EXD2, a new protein involved in the transcriptional response to genotoxic stress
To maintain its integrity during a genotoxic attack, our genome stops transcription while the dangers are eliminated and the DNA is repaired. The mechanisms for resuming transcriptional activity are not well understood. In a paper published in the journal Nature Communications, scientists highlight the essential role of the exonuclease EXD2 in the return of gene expression following an attack. This study sheds light on the complex molecular system regulating essential cellular functions such as gene expression when genome stability is compromised.
Our cells are regularly exposed to endogenous and exogenous genotoxic attacks that induce damage in the DNA molecule. The identification of several protective mechanisms against these genotoxic stresses emphasizes the importance of maintaining genome integrity to ensure low mutation frequencies and avoid the occurrence of diseases such as cancer.

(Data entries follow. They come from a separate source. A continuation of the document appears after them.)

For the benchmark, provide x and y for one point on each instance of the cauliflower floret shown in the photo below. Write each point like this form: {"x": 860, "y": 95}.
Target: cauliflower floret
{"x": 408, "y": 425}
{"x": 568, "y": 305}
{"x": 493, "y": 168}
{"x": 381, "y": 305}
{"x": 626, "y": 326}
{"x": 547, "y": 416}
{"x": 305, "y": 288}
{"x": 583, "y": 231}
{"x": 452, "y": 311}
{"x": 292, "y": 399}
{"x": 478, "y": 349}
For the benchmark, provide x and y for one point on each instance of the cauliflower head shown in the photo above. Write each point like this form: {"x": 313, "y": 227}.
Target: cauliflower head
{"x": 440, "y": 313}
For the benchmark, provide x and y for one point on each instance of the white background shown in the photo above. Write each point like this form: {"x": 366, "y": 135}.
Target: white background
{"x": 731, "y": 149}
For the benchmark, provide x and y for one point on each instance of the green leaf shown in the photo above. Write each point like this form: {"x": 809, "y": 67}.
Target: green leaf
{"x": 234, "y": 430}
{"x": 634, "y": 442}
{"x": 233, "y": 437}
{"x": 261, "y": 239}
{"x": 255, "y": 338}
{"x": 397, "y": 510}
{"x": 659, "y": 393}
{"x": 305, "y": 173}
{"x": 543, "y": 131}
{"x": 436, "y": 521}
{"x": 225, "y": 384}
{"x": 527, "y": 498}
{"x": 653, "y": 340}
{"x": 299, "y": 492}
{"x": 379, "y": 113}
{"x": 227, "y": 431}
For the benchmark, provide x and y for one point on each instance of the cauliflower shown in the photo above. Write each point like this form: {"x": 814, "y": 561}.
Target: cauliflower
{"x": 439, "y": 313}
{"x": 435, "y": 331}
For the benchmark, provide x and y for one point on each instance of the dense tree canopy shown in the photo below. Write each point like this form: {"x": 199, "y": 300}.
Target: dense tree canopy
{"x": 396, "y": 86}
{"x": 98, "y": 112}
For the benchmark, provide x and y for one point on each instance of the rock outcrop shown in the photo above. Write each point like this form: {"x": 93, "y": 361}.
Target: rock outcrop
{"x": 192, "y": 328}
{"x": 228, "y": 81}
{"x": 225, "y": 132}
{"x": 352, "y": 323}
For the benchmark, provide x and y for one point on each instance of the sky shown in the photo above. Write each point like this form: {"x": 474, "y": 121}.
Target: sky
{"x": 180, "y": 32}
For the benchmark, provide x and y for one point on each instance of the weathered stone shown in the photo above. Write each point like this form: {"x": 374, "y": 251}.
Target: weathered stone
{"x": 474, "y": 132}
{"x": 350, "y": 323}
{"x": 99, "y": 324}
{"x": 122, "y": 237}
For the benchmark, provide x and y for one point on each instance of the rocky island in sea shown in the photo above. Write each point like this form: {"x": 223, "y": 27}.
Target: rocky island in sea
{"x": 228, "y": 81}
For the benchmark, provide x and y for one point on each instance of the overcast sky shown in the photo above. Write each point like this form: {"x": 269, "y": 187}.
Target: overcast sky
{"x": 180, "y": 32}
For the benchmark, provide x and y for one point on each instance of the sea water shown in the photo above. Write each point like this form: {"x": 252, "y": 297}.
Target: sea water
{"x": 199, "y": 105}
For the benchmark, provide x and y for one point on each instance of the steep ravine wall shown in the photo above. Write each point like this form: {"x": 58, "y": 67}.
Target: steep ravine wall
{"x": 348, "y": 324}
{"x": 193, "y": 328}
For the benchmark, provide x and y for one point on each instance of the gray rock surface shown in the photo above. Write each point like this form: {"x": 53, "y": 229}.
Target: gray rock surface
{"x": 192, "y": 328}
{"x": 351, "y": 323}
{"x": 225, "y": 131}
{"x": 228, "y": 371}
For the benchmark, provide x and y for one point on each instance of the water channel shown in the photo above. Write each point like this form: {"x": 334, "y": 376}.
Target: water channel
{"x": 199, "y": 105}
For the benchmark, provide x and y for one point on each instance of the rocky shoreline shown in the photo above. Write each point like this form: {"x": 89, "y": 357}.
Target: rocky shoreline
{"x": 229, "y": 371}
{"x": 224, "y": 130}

In particular, to protect the integrity of gene expression under genotoxic attack, cells undergo a transcriptional stress response that includes an initial step of global inhibition of transcription followed by a restart when the DNA damage is removed and a return to normal is possible. Despite recent advances in our understanding of the transcriptional stress response, the players and mechanisms responsible for transcription restart after DNA repair remain largely unknown.
In this study, researchers show that the exonuclease EXD2 is essential for the return of transcription after genotoxic attack. Cells lacking EXD2 or expressing a version of the enzyme without exonuclease activity are unable to restore transcription after a genotoxic attack, such as UV irradiation, resulting in cell death. Mechanistically, UV irradiation causes EXD2 to relocate from the mitochondria to the cell nucleus and translocate to chromatin. There, EXD2 will transiently interact with RNA Polymerase II in order to degrade the messenger RNA synthesized at the time of the genotoxic attack, which will allow the RNA Polymerase to elongate and synthesize a new messenger RNA under good conditions.
These results reveal a crucial role of EXD2 in the response to transcriptional stress and are the first to show that the return of messenger RNA expression requires first the degradation of RNA synthesized at the time of the genotoxic attack.